Did you get halfway through this scene only to realize you’re not sure if they used grenadine in mixed drinks in the 1920s? Or that you don’t actually know what the word is for that specific clockwork thingamabob? Or even whether your protagonist already locked the window in the last scene?
Resist the urge to Google. Don’t leave your document. Don’t even scroll back to check on details from a previous scene. Instead leave a note to yourself using square brackets and/or “TK”, both of which are easily searchable later.
I poured a generous dash of grenadine into the mix [[TK: DID THEY HAVE GRENADINE THEN?]] and slid the glass toward Mason.
Stephen crossed to the window and threw the latch. [[TK: DID THEY DO THIS ALREADY?]]
You can go back and fix these later on with a quick search for brackets or the letters “TK” and clean up your research in revision. The only exception I allow myself for this is during NaNo is if the information is completely plot-crucial.

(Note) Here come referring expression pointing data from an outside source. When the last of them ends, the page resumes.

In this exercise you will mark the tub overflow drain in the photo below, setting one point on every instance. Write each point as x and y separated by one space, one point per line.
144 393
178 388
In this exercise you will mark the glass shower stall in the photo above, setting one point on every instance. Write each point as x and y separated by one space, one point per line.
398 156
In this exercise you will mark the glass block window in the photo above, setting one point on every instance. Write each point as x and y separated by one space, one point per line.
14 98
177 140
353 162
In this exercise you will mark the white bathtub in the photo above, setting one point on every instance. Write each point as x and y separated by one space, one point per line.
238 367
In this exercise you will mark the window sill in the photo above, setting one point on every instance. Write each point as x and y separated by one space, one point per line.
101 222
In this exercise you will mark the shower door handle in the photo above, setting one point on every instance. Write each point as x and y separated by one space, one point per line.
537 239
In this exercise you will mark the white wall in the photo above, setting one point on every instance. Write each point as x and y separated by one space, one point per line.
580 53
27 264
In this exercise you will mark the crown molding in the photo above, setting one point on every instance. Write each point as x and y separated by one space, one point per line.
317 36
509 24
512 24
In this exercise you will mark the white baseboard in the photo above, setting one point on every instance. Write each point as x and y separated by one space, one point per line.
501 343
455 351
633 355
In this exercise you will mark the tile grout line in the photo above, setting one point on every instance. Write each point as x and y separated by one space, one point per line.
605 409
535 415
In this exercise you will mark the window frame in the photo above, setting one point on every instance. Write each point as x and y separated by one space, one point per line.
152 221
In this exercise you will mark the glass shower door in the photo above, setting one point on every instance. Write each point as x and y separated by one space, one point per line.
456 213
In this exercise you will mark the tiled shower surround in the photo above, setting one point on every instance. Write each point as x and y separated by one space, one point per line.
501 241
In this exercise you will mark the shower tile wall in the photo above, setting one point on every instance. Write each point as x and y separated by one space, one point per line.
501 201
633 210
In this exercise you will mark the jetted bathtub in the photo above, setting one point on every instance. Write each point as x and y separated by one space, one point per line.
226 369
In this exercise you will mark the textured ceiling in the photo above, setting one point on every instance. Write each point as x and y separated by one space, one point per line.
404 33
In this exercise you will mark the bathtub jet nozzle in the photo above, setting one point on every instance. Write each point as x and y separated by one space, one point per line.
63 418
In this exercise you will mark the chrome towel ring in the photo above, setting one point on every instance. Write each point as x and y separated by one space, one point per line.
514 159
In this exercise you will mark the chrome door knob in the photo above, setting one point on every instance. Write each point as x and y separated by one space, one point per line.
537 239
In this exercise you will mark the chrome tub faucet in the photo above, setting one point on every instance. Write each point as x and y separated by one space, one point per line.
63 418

Why TK? It’s used in journalism, and believed that it was chosen because so few English words feature this letter combination, making it easier to search.
2) Skip a scene if you don’t want to write it.
I mean it. Just make a brief note what happens using those brackets I mentioned above, and move on. If you’re stuck on some minute detail like “but HOW do they open the magical portal?” or it’s the type of scene you hate writing (hello fight scenes), you don’t have to write it yet. You can leave that for Future December You.
Tanya grinned. “Prove it.” [[INSERT FIGHT SCENE HERE. TANYA LOSES BUT ESCAPES]].
The alley was dark but quiet. I think I’ve lost them, Tanya thought.
Then you’re on to the scene you really do want to write and can keep up that momentum.
3) Double-barreled names and titles are free words.
Are you writing fantasy? Kyrie is now Lady Kyrie of Delara. That’s three extra words every time you mention her name. Does it read awkwardly? Yeah. Will you fix that in edits? Definitely. But for NaNoWriMo, every word is precious. Turning Anna into Anna Rose could add a few thousand words to your story.
4) Create at least one character who uses three words where one would do.
Make one of your characters exhaustively long-winded. Do they hem and haw and use a lot of “Um, er, if you don’t mind, perhaps” language? Or are they a Moira Rose type who uses way excessive long words and formal phrasing?
Either way, that dialogue adds bonus words that build to your word count. It might be excessive in your first draft, but just roll with it and you can trim later in revision.
5) Follow those rabbit trails.
If you find yourself veering from your original concept or outline, go with it. Type that fun, fluffy scene where your characters attend a carnival but no plot happens. Get lush and full-on purple prose with those descriptions, if you love describing sensory details. Try out that really bizarre idea that might be a tad nonsensical.
Indulge yourself. NaNoWriMo is for you alone, not some far-off reader. You can always take a closer, more critical look earlier. But for now, let your mind and those typing (or writing) fingers run wild. Set your imagination lose and follow it. If the writing is fun, you’re more likely to keep at it and finish the draft.
Bonus Tip: Get an accountability buddy/cheerleader.
This works best for me if it’s someone who isn’t also doing NaNoWriMo. Other Wrimos will be going through their own struggles. While commiserating with them is a great way to help your mental health throughout the month, having someone who’s willing to check in on you and cheerlead can be that extra boost you need. (And let’s be real, a bit of a guilt trip too, if you have to fess up to not meeting your goals).
This can be a partner, a friend, a sibling. Just ask someone you trust and care about if they’ll check in on you regularly and make you report your progress. Sometimes knowing that someone else is invested and will be asking for a report can help you squeeze out those last couple hundred words for the day.
In the end, NaNoWriMo isn’t for anyone else but yourself. If you’ve always wanted to write a book and need a kick in the pants, maybe NaNo can be that for you. Or if you’re someone who habitually abandons projects in the messy middle, this might be the drive you need to finish one.
It’s not for everybody, but for those entering the fray this November, good luck!